4. 食の高付加価値化(冷凍技術・クラフト酒類・健康志向)
食品関連では、最新の冷凍技術を用いた販路拡大や、クラフト飲料、健康志向への対応がトレンドです。
- 高品質レトルト食品の実現、冷凍カレー事業の展開、オーダーメイド型冷凍おせち通販事業 などの長期保存・遠方展開モデル。
- プレミアムクラフトジン事業 や、アンフォラ醸造×CO₂活用型ドライアイス製造事業 などの高付加価値な酒類・飲料開発。
- 高たんぱく・低糖質の健康麺の開発 や、米粉麺製造 といった健康志向・代替食への参入も採択されています。
5. サーキュラーエコノミー(循環経済)・SDGs
廃棄物の再資源化や、環境負荷低減に資するビジネスモデルも高く評価されています。
- 車載用リチウムイオン電池の水平リサイクル や、廃太陽光パネルから高純度資源抽出による国産パネルへの転用事業。

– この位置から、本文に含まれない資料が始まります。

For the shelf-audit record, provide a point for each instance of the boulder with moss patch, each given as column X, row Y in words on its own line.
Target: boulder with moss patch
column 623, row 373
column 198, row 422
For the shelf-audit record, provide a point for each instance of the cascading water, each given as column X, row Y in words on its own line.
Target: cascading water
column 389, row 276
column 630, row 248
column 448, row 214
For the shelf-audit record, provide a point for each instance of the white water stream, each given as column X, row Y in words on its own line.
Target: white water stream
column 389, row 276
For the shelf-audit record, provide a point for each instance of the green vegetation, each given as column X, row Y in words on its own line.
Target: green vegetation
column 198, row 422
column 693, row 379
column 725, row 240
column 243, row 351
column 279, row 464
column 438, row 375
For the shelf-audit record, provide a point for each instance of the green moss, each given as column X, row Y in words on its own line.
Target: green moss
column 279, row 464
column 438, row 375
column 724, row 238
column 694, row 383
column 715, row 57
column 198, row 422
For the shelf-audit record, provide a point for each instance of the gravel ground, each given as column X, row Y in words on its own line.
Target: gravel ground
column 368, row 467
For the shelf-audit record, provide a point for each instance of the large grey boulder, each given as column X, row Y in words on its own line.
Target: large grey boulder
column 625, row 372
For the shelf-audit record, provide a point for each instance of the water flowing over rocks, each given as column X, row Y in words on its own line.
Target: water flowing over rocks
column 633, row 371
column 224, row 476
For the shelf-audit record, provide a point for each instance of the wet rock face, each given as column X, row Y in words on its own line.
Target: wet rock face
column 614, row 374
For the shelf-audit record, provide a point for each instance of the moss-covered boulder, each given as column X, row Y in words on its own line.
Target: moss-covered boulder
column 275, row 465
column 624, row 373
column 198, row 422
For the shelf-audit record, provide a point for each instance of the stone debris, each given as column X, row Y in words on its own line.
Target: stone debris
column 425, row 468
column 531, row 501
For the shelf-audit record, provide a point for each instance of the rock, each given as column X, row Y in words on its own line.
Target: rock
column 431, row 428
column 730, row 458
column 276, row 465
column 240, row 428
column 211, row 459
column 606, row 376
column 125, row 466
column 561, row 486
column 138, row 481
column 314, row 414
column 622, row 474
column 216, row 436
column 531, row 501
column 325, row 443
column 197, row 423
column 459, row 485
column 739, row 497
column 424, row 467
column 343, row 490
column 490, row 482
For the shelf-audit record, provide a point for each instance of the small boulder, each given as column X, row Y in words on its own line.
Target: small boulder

- 未利用材木質チップ循環活用 や、汚泥資源リン肥料・軽量盛土材の製造事業 などの未利用資源・廃棄物の再活用事業が挙げられます。
新事業進出補助金
オススメの会社
新事業進出補助金の申請をオススメする会社をご案内します。
- 既存事業とは「顧客層」も「製品」も異なる分野へ挑戦したい
単なる新商品ではなく、これまで付き合いのなかった新しい顧客層を獲得しにいく計画がある会社に最適です。既存事業の延長ではなく、飛び地的な事業展開や、業種転換レベルの挑戦が求められます(「市場の新規性要件」および「製品等の新規性要件」)。 - 機械・システム・建物へのまとまった投資を計画している
この補助金は、「機械装置・システム構築費」または「建物費」の計上が必須となっています。したがって、工場の新設、大規模な機械導入、店舗の改装、独自システムの開発など、ハード面やインフラへの投資を伴うビジネスモデルには非常に適しています。 - 「世の中にまだないニッチな市場」か「高価格帯のブランド」を狙える
審査では、その事業が社会的に見て「普及していない新しいジャンル(新市場性)」か、あるいは「相場より圧倒的に高い価値・価格で売れる(高付加価値性)」かのどちらかであることが求められます。自社の技術やノウハウを活かして、これらを論理的に証明できる会社は高く評価されます。 - 賃上げによって従業員に還元する意欲と体力がある
この補助金は「賃上げ」が必須要件であり、未達の場合は補助金の返還義務が発生します。したがって、事業拡大に合わせて給与総額を年率2.5%以上、あるいは最低賃金を地域別より高く設定するなど、従業員の待遇改善を経営戦略として組み込める会社におすすめです。 - 3〜5年後に新事業を会社の「柱」の一つにする覚悟がある
事業計画終了時点で、新事業の売上が総売上の10%以上(または付加価値額の15%以上)になる規模感が求められます。「とりあえずやってみる」程度の規模ではなく、将来的に会社の収益の柱に育てる意欲がある会社に向いています。
この補助金が「おすすめじゃない」 会社
以下のようなケースでは、要件を満たさないか、採択される可能性が著しく低くなるため、他の補助金(ものづくり補助金や小規模事業者持続化補助金など)の検討をおすすめします。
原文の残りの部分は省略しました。